Although our results are promising, further investigations are needed to fully understand the mechanisms underlying the effectiveness of amniotic membrane coverage. It is essential to explore the role of amniotic membrane components, such as growth factors and cytokines, in promoting tissue healing and visual function recovery. Investigating the specific signaling pathways and cellular responses triggered by amniotic membrane components could provide valuable insights into the mechanisms of action [25,26].

Furthermore, the optimal technique and placement of the amniotic membrane for intractable large macular holes require additional research. Investigating alternative techniques, such as single-layer placement or the use of different tamponade agents, could optimize the procedure and potentially improve the outcomes. Additionally, a comparison with free ILM flap implantation and other approaches could reveal crucial insights into their respective advantages and limitations, potentially leading to combination strategies that maximize the benefits of each technique.

Although our study provides promising results, several limitations should be considered. The retrospective nature of this study limits the ability to draw definitive conclusions regarding the efficacy of amniotic membrane coverage. A prospective randomized controlled trial with a larger sample size would provide stronger evidence to support these findings and allow for a more robust assessment of the effectiveness and safety of this approach. A prospective study would also enable researchers to collect detailed data on patient demographics, preoperative characteristics, and long-term outcomes, thereby providing a more comprehensive understanding of the effects of treatment.

Additionally, our study included only five patients, which may not be representative of a broader patient population. Further research with larger and more diverse cohorts is necessary to validate the generalizability of our findings. Investigating the efficacy of amniotic membrane coverage in patients with different demographic characteristics such as age, sex, and underlying medical conditions would be valuable.

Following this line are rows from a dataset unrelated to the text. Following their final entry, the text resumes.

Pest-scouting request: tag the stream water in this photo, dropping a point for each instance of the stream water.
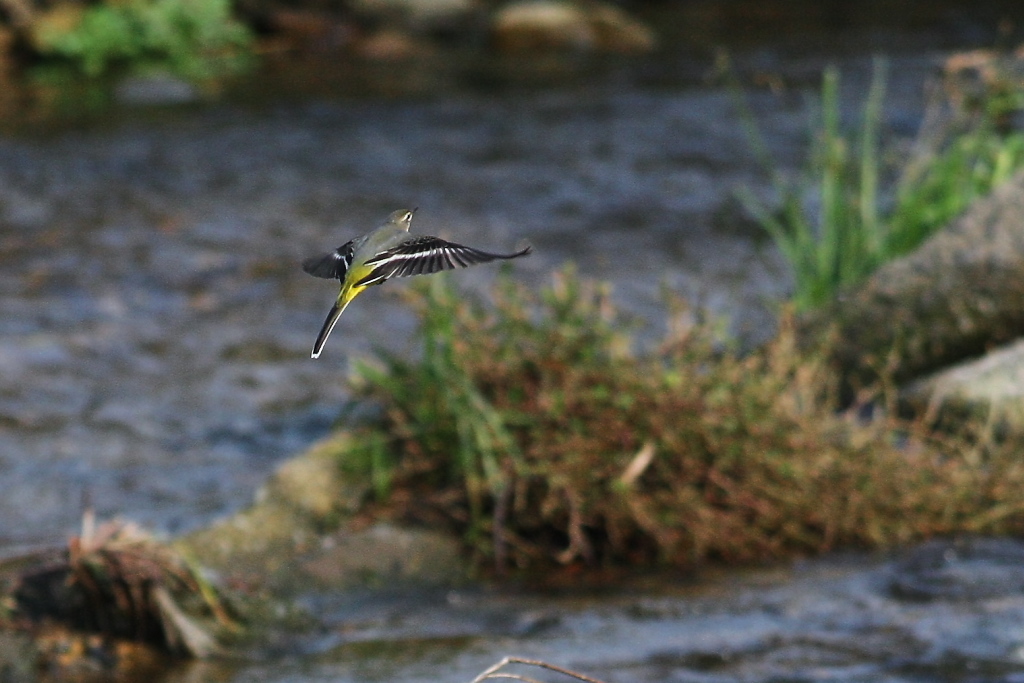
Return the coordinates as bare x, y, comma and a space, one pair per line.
157, 329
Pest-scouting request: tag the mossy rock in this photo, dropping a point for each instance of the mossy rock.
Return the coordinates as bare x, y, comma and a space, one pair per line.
961, 294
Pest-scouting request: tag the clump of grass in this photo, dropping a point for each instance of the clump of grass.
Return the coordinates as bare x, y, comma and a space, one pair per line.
197, 39
537, 428
849, 227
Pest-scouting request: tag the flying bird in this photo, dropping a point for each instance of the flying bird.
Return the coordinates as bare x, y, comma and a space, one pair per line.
388, 251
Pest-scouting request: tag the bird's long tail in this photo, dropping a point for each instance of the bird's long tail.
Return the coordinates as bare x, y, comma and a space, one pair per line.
332, 319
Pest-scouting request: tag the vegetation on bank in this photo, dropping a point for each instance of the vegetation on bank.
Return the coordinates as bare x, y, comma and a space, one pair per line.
197, 39
540, 429
835, 224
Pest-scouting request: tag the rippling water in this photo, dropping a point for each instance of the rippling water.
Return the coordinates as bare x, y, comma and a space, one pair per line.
157, 328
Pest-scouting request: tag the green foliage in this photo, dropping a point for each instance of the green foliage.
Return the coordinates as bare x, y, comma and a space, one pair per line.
849, 229
198, 39
532, 426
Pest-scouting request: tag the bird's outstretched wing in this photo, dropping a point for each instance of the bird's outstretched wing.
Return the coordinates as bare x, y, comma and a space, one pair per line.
424, 255
333, 265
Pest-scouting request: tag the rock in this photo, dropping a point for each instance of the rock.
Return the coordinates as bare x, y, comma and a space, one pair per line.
417, 13
156, 89
990, 387
958, 295
534, 25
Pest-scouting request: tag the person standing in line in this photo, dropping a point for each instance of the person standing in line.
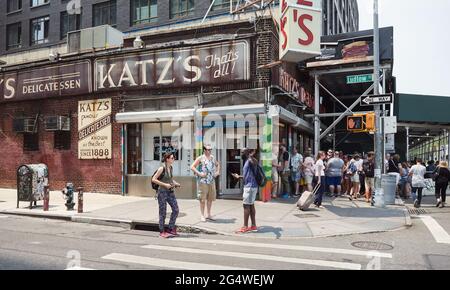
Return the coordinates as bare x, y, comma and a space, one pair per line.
369, 172
250, 190
285, 172
166, 195
334, 171
320, 177
308, 170
418, 181
442, 178
209, 170
296, 169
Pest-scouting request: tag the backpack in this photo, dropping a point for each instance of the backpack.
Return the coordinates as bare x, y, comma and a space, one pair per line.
260, 177
154, 185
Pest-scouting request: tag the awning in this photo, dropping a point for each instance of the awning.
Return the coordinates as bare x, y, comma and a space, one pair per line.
290, 118
186, 114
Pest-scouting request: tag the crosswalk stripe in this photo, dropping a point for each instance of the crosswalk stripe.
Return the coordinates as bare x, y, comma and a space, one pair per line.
321, 263
163, 263
438, 232
288, 247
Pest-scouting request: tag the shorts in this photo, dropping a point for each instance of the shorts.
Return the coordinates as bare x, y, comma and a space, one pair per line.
206, 191
249, 195
296, 176
308, 179
370, 183
334, 180
355, 178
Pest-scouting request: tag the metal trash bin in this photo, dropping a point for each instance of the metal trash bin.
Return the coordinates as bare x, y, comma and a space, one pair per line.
389, 185
31, 182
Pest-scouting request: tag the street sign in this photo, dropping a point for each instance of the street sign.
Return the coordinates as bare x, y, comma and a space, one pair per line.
373, 100
358, 79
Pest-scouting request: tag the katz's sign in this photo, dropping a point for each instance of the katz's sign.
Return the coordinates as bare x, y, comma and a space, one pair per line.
300, 29
52, 81
208, 64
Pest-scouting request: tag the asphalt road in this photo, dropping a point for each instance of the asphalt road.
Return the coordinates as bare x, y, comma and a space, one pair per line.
33, 243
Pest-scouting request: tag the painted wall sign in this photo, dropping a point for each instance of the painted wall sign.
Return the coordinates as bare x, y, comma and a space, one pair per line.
94, 129
300, 29
52, 81
208, 64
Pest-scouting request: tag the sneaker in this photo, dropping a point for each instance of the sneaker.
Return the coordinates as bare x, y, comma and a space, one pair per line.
243, 230
173, 232
439, 202
165, 235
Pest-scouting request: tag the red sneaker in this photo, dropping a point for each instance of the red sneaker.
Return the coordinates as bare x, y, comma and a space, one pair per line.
173, 232
165, 235
243, 230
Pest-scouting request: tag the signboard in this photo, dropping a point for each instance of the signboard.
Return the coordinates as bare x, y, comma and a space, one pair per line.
197, 65
358, 79
373, 100
94, 129
390, 125
300, 29
51, 81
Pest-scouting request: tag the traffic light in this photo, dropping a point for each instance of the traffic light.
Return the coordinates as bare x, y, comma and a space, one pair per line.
361, 123
355, 123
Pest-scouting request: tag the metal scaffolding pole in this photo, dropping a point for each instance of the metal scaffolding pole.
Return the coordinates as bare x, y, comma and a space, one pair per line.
316, 116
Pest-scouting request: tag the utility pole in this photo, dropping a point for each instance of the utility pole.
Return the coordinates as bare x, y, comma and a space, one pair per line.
379, 158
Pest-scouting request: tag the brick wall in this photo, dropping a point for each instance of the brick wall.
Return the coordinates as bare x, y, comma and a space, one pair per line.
64, 165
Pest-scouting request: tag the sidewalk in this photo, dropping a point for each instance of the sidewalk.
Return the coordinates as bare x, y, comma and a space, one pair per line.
277, 219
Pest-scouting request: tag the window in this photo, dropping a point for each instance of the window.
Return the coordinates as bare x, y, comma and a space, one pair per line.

Despite these limitations, our findings contribute valuable information to the growing body of knowledge regarding the treatment of intractable large macular holes. The successful closure of all macular holes and the observed improvement in visual acuity in our study cohort warrants further investigation into amniotic membrane coverage as a promising surgical approach for treating these challenging cases.

Future research should address the limitations of this study. Prospective, randomized, controlled trials with larger sample sizes are needed to confirm the efficacy of amniotic membrane coverage for intractable large macular holes and to elucidate the optimal surgical technique and placement. These trials should also include comprehensive assessments of long-term outcomes and the safety of this approach, particularly with regard to potential complications such as retinal detachment or infection.

This research also underscores the importance of ongoing innovations in the field of ophthalmology, particularly in managing complex retinal pathologies. By exploring novel surgical approaches and leveraging the unique properties of materials such as amniotic membranes, we can continue to improve patient care and outcomes, ultimately enhancing the vision and quality of life of those suffering from challenging ocular conditions.

In conclusion, the application of amniotic membrane coverage in the treatment of intractable large macular holes demonstrates potential as an effective method for achieving macular hole closure and improving visual outcomes postoperatively. Further studies are warranted to confirm these findings and to elucidate the mechanisms underlying the success of this novel surgical approach. These studies could lead to significant advancements in the management of intractable large macular holes, providing patients with improved vision and quality of life.